Jocelyn C. answered • 06/04/20
Biophysics Major with AP and College Level Teaching Experience
1). The formula for work is W = F•d = Fdcosθ, where F is the force done to displace an object, d is the displacement, and θ is the angle between the force and the displacement. In this case, the total work is calculated using the net force, which is the sum of the frictional force and the pushing force, because both are horizontal:
Fnet horizontal = Fapplied + Ffr = Fapplied + 80 N
(We can assume these are the only horizontal forces on the bed, since no others are mentioned. Because no vertical displacement of the bed occurs, work is only done by the horizontal forces.)

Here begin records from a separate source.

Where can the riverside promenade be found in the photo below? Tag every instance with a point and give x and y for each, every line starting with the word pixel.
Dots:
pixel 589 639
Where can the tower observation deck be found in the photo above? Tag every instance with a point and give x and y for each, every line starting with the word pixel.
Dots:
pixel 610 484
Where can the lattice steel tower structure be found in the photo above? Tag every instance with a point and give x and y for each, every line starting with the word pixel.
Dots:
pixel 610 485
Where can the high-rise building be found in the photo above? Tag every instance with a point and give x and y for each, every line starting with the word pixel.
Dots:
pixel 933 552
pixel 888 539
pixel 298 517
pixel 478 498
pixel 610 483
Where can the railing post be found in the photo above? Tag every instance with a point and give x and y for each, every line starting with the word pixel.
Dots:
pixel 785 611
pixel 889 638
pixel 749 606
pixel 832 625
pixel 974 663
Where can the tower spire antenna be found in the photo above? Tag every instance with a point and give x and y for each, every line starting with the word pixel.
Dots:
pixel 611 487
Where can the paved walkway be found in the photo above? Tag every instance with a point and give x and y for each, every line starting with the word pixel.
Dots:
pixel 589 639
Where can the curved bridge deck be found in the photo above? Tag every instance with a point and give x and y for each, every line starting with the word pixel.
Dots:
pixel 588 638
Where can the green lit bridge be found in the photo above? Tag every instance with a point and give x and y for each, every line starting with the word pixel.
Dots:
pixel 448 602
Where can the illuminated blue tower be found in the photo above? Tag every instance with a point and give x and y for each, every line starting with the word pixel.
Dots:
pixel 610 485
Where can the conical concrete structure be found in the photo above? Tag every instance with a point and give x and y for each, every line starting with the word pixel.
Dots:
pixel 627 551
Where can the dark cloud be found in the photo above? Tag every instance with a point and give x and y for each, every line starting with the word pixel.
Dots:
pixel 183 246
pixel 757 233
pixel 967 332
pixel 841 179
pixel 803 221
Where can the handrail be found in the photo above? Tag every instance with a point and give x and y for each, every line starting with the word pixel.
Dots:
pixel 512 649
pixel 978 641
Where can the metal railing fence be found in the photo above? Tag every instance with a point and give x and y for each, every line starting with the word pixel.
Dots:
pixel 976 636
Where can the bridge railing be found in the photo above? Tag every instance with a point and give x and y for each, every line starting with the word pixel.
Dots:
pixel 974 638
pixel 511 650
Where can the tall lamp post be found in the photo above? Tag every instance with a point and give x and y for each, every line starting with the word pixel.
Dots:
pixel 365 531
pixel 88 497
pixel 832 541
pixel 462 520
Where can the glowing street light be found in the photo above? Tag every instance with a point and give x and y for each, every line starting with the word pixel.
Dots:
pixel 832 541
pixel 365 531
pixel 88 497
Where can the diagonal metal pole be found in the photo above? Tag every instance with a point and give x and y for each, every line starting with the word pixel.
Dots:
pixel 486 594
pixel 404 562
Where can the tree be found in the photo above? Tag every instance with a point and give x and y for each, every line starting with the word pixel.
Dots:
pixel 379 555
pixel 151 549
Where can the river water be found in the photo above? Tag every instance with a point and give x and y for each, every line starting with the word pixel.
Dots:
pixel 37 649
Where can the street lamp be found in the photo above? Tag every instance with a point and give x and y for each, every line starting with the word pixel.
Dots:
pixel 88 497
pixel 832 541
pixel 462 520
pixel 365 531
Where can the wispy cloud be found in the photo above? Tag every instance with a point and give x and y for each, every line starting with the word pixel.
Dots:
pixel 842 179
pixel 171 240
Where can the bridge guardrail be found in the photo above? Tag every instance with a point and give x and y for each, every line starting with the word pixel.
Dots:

The bed is pushed 3 m, so d = 3. The total work W is given to us as 684 J.
Because the net force we are accounting for is the net horizontal force (see above reasoning) and d is in a horizontal direction, the angle between F and d is 0, and so cosθ = 1. Thus, our work formula is simply W = Fnet horizontald. Solving for Fnet horizontal,
Fnet horizontal = 684/3 = 228 N.
Thus, from our net force equation, Fapplied = 228 - 80 = 248 N.
2). Now, the only horizontal force being applied to our object, the book, is friction: Ffr. Again, we can disregard the vertical forces because no vertical displacement is occurring. Because work can also be calculated as the difference in net energy between two points, we can solve this problem by finding the initial energy of the book right as it leaves the student's hand; its final energy, when the book has stopped/no longer has velocity, is 0 (we set potential energy to be 0 at the elevation of the table, so our net energy calculations only need to consider kinetic energy).
To find the initial energy, we must find the initial velocity of the book as it leaves the student's hand. Note that Ffr is the only force on the book, and it can be assumed to be a constant force. Hence, the acceleration of the book is constant, by F = ma. Since we're given a constant acceleration and the time it takes for the book to stop, we use our constant acceleration kinematics equations.
What we know:
Displacement: Δx = 6.5 m
Time: Δt = 2.25 s
Final velocity: Vf = 0 m/s
What we don't know/need to know:
Initial velocity: V0
Acceleration: a
Given that we're solving for V0, I'm using the linear equations
Vf = V0 + at and Δx = V0t + 0.5at2.
The other equation has us solve for V02 and taking square roots will be annoying, so we use these. Although we're only solving for V0, we need two equations because each of our kinematics equation contains both unknown variables, so we must solve for both.
Plugging in our known quantities:
0 = V0 + 2.25a and 6.5 = 2.25V0 + 0.5·2.252·a.
We solve for V0 in terms of a in the first equation and substitute into the second.
After solving both these equations -- I calculated V0 = 5.778 m/s and a = -2.568 m/s2 -- we calculate initial kinetic energy:
KEi = 0.5mV0 = 0.5(8.5)(5.778) ≈ 141.88 J.
Then, we plug this into our equation for work:
W = ΔE = KEf - KEi = 0 - 141.88J = -141.88J.
Note, however, that we are calculating the work done by friction, which acts in the opposite direction that the book is moving in; hence,
Wfriction = -W = 141.88J.
Our equation for W is really the work done by the book, which loses energy as it slows, which is why Wbook < 0.
Finally, note that we could also have solved for work by solving for acceleration in the kinematics problem, rather than V0, and calculating Ffr = mbooka, then using our original formula, Wfriction = Ffr•d. You would still need to account for the direction of the frictional force, which this time is opposite the direction of motion, so θ = 180º in this case.
Let me know if you find any errors in these solutions!